I’m not happy to have to be “that guy”, but this is really a unique problem on your side, while it certainly is made more difficult due to the limit (which I’m all in favour of removing, but it will take time!), it is solvable on your side.

You say that users enter their own wallet. Your explanation clearly shows how this is an approximation. You don’t have 30k wallets for 30k users. While a read.cash does in fact have nearly the same number of wallets as it has users.

A noise.cash that is feature-complete would have exactly that solution, yes. Users would sign the tips in their webbrowser-side wallet and spend their own money from their own wallet. You would not do any signing on your server and the problem would not exist.

I’m impressed you grew your userbase that fast, and the volume on-chain is equally impressive, we need to be creative to make that work with your current setup.

User-wallets are stateful for this exact reason. They just update once a block and remember all the UTXOs they have so you don’t have this scaling issue. Bitcoin Cash is decentralized, its not a bunch of central servers doing all the work, the users-wallets need to do some work to keep things scalable.
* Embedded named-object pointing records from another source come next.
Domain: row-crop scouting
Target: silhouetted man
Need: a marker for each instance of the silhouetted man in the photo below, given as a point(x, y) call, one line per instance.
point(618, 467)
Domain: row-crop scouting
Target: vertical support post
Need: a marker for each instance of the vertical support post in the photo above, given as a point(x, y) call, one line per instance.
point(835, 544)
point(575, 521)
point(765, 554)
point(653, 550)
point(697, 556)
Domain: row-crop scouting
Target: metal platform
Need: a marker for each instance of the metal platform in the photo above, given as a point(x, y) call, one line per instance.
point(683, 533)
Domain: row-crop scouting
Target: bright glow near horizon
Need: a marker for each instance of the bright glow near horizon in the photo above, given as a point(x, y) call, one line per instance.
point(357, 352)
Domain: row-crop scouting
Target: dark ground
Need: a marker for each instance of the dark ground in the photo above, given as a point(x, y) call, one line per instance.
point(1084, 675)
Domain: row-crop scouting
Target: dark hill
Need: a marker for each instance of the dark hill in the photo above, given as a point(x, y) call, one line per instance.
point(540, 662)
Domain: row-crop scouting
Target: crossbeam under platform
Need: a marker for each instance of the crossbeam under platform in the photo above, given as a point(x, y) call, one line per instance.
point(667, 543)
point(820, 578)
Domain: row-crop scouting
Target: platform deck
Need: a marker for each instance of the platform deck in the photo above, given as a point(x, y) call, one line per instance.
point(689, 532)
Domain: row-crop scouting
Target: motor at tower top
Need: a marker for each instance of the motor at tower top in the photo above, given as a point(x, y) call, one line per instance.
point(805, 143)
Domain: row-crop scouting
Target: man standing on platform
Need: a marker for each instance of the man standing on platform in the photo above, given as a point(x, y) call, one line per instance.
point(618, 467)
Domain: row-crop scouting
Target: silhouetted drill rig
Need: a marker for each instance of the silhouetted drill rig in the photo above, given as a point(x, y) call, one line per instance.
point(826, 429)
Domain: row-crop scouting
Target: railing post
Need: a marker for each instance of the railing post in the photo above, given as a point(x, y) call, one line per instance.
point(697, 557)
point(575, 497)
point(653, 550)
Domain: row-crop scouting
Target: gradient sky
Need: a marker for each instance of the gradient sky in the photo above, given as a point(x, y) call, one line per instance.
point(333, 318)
That is just the nature of the beast.

I think the bottom line is that you got yourself into the business of handing a huge number of transactions and you need to have the infrastructure for that. Which includes a proper wallet solution (=stateful) and a full node. Using such a setup its really not too hard to have a stateful wallet that keeps the needed number of UTXOs on hand, splitting coins every block to make sure you have enough for the next block. That stateful wallet will be able to give you an instant answer in the ‘getBalance’ call since that is its purpose for being, it already knows your private balance.

Tom, you misunderstand how it works. You assume that when user A sends a FreeTip to user B that user A has money. From that misunderstanding you conclude that “we” somehow took control of user A’s money. This is incorrect, user A has NO money to start with. I’ll draw a few diagrams to explain.

EDIT: I can’t reply because the forum software tells me that I’m not allowed to post multiple images… pinged Leonardo di Marco, waiting for the resolution.